I want to use a 20watt high power led to light up an amplifier rack in a car. Can I connect a 20watt high power led directly to +pos and -neg in the car? Do I need a driver?

Thanks in advance!

Below are the specs of the LED:


  • LED colour: white
  • Lens colour: clear
  • Viewing angle: 140°
  • Forward voltage [VF]: 13.5 - 15V DC
  • Forward current [IF]: 1400mA - 1800mA
  • Luminous intensity [IV]: 1000LM
  • Colour temperature: 5500K
  • Light diameter: 12mm
  • Back plate dimensions: 22.4 x 15.5mm
  • Back plate thickness: 2.5mm
  • Entire unit thickness: 6mm


supply-20-watt-high-power-led-diode.jpg
 
Two thoughts occur to me:

1. I would be very surprised if this item, tested in the real world with reliable equipment calibrated properly, actually takes 20w and/or actually produces 1000 lumens.

2. You're not planning on having this thing lit up while you're driving, are you?
 
I have used this item for my grade work, and I did actually driven them directly from the battery (no driver involved as you say). Two years since I began working with them, zero problems. I don't know if the output is really (or somewhere near) accurate...
 
Thanks for the reply. Nope....Won't be using when driving the car...only when stationary but the motor could be running so it could see a bit over 13 volts.
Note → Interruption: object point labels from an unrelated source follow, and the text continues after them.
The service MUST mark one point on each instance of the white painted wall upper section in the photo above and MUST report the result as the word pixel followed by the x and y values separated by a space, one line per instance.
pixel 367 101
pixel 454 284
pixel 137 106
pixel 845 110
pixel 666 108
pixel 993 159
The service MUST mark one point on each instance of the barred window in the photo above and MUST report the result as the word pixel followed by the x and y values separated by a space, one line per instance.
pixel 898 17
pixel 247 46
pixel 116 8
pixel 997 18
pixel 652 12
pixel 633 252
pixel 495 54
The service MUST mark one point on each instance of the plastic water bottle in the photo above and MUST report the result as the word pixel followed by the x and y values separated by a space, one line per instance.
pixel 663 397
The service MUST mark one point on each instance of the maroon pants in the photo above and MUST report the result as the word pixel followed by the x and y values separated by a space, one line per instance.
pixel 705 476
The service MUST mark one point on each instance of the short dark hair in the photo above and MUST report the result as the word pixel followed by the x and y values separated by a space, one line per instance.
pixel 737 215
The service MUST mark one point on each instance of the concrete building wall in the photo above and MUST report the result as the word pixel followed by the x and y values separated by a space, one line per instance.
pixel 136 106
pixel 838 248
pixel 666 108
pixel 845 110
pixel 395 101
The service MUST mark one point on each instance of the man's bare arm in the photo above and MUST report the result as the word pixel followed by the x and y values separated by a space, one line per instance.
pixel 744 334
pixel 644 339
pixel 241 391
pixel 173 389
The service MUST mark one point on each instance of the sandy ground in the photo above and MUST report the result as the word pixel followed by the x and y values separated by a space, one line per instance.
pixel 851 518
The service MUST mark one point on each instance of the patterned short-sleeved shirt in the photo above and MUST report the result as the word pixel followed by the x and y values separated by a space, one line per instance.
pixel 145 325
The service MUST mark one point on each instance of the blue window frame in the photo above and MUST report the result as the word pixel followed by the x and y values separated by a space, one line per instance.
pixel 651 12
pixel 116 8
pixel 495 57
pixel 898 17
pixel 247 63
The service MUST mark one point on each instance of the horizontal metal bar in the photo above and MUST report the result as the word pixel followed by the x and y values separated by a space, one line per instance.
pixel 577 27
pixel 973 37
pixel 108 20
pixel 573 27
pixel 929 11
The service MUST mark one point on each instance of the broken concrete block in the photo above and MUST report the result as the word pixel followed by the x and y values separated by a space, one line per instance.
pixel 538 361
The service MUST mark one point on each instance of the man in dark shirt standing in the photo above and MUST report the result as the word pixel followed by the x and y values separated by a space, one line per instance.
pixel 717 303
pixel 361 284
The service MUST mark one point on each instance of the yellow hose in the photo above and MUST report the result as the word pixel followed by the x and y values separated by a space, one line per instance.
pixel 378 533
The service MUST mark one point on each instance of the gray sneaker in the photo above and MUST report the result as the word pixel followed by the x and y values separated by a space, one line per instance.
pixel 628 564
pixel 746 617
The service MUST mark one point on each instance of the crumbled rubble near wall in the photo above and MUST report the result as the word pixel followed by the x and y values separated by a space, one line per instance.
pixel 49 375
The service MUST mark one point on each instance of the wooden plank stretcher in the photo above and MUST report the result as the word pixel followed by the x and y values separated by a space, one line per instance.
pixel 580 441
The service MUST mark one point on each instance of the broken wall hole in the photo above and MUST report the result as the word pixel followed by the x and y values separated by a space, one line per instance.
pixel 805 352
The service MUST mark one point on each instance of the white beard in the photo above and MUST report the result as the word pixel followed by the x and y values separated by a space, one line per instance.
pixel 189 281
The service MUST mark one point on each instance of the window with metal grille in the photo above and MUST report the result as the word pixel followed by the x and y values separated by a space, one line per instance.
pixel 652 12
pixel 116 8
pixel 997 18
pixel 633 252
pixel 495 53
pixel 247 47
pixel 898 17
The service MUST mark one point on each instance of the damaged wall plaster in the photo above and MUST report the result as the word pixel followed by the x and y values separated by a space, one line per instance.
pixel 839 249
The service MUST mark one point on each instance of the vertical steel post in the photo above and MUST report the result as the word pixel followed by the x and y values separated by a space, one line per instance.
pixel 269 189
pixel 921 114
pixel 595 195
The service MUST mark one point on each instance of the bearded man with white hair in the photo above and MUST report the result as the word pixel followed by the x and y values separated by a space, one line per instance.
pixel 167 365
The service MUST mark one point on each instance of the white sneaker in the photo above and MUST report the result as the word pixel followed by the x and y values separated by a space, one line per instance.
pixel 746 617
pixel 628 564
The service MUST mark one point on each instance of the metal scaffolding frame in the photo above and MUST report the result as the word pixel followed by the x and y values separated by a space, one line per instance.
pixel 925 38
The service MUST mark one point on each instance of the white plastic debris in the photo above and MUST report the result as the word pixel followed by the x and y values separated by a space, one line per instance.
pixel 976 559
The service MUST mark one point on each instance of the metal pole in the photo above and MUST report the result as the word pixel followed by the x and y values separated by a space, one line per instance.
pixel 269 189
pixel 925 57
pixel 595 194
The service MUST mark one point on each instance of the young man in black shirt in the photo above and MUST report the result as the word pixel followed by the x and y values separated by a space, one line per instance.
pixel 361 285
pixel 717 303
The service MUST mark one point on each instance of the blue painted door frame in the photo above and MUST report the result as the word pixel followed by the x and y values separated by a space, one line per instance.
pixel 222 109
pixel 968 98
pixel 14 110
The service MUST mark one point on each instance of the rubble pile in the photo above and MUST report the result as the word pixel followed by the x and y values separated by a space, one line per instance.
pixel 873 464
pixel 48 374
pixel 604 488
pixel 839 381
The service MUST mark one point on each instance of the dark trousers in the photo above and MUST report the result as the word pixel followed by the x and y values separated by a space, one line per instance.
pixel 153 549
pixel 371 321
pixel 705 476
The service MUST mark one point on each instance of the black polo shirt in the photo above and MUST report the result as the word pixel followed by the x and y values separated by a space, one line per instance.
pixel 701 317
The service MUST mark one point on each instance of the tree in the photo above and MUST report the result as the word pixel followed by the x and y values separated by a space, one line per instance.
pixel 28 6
Not sure if it really produces that brightness. But assuming the specs of VF 13.5 - 15V DC and Forward current of 1400mA - 1800mA are correct. If I hook it up directly to pos and neg in the car which should fluctuate from 12-13.5 volts or so...would I see the max brightness at 12-13.5 volts or would I have to get closer to 15 volts to see max brightness?

Two thoughts occur to me:

1. I would be very surprised if this item, tested in the real world with reliable equipment calibrated properly, actually takes 20w and/or actually produces 1000 lumens.

2. You're not planning on having this thing lit up while you're driving, are you?
 
You can hook this up directly to the vehicle power.

You will have to be at max voltage to see max brightness. But a 20% change in brightness is barely perceptable.

1000 lm at 20W is not state of the art, and very believable for this part. State of the art is 1000 lm at 10W.

You will need a substantial heatsink on this part to avoid overheating and destruction of the part. The smaller the heatsink, the more rapid the destruction. It could be anywhere from 10 seconds to 10 years. I would be looking for a heatsink with 40 square inches of surface area for operation in still air, half that in slow moving air, 1/4 or less in fast moving air. Heatsinks are often specified in C/W, or temperature rise in degrees C per watt of power dissipation. You probably want to plan on a temperature rise of no more than 50C. In reality it will be higher than you plan for. At 20W, that means you want no more than 2.5C/W at the minimum airflow you will see during operation. Note that 2.5C/W in still air takes around 40 sq-in of surface, as I originally said.

There are events which occur in vehicles that could potentially damage this device if it is not protected. When you turn off a large load, like the headlights, the alternator causes a surge in the supply voltage. In most cases this is not damaging, but in the worst case it could destroy your LED if it is connected when a 'load dump' event occurs. A proper driver will protect against this possibility.
 
Thank you very much for the reply! I really appreciate it. I will go ahead and try it out directly hooked up but will try to find a driver down the road.

Thanks again!
 
Maybe small power resistor might add a bit of insurance, heat sink this along with that led if u don't want to throw ur money in the garbage.